Cette initiative s’inscrit dans un contexte diplomatique marqué par les visites successives de Félix Tshisekedi à Luanda, les 5 et 8 janvier derniers, qui avaient suscité des interrogations sur la volonté du pouvoir congolais à inclure toutes les forces vives de la nation dans un dialogue national réel. La médiation angolaise, sous la houlette de João Lourenço, président en exercice de l’Union africaine, apparaît ainsi comme un levier extérieur capable de mettre autour de la table toutes les parties concernées, au-delà des cercles restreints du pouvoir.

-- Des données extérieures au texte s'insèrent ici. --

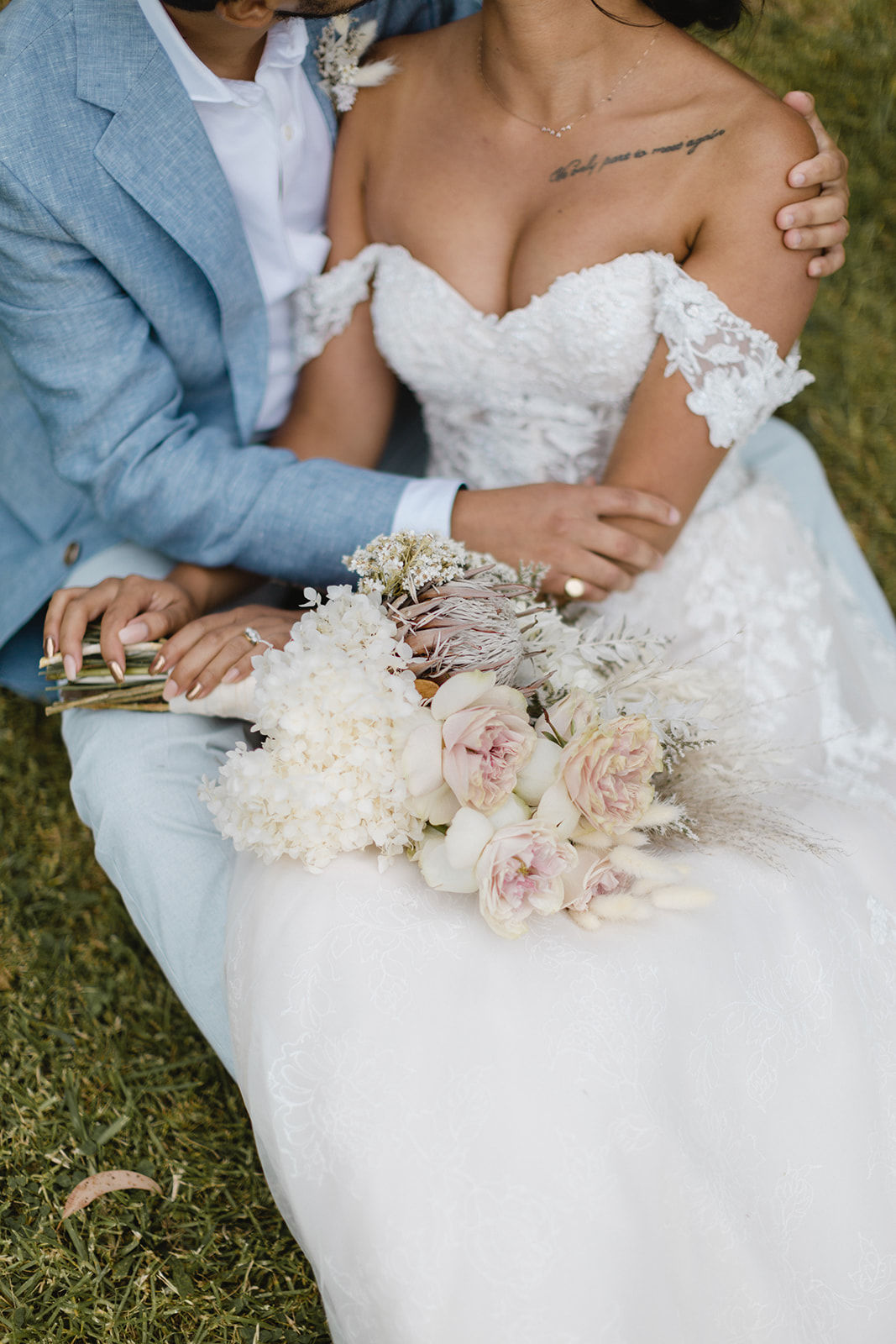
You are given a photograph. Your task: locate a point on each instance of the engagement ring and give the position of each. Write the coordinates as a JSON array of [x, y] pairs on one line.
[[254, 638]]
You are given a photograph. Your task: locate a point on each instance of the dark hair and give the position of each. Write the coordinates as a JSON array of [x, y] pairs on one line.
[[192, 4], [721, 15]]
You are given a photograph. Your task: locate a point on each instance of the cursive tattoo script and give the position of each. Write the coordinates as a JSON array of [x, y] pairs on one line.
[[597, 165]]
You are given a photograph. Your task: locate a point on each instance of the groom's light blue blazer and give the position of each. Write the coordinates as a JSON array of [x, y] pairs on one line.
[[134, 340]]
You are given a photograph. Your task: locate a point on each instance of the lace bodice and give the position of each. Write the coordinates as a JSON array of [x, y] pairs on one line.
[[542, 391]]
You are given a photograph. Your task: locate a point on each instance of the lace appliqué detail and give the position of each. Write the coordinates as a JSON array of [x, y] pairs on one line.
[[736, 375]]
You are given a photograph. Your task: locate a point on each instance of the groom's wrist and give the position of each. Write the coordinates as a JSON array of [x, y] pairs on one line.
[[426, 506]]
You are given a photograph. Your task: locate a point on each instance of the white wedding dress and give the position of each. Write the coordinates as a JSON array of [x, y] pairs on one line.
[[674, 1132]]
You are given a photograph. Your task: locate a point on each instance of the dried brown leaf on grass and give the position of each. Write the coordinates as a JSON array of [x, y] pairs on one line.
[[101, 1183]]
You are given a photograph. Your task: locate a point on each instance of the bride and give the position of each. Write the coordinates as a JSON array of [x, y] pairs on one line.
[[668, 1133]]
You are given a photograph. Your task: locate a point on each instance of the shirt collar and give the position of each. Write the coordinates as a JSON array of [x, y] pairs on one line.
[[286, 45]]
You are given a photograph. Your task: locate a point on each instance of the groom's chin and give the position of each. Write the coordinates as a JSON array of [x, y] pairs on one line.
[[315, 8]]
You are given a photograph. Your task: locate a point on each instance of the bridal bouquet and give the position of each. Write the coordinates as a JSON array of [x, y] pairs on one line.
[[443, 712]]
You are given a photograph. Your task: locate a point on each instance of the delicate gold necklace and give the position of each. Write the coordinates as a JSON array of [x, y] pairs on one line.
[[562, 131]]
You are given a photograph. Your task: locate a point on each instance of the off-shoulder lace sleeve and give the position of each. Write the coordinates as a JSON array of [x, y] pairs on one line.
[[325, 304], [738, 380]]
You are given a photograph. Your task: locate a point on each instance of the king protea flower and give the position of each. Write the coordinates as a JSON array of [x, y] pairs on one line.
[[459, 627]]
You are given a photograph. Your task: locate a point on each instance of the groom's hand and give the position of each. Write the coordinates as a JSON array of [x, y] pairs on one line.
[[821, 221], [564, 528], [134, 609]]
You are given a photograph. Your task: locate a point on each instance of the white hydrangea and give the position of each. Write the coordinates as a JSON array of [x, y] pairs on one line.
[[335, 706]]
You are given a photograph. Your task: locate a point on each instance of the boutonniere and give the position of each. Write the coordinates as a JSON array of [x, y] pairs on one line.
[[338, 54]]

Les responsables religieux, promoteurs d’un « Pacte social pour la paix », ont insisté sur leur disponibilité à contribuer activement à un dialogue inclusif, capable de restaurer la stabilité régionale et de répondre aux attentes des populations victimes des violences. Pour l’opposition et la société civile, cette démarche souligne la nécessité d’une médiation crédible, qui dépasse les tentatives du gouvernement de monopoliser le processus de paix.
À travers cette rencontre, Luanda marque une étape supplémentaire vers un dialogue véritablement inclusif, où les Congolais, toutes tendances confondues, pourraient être associés à la définition des solutions pour l’Est du pays et la consolidation de la paix.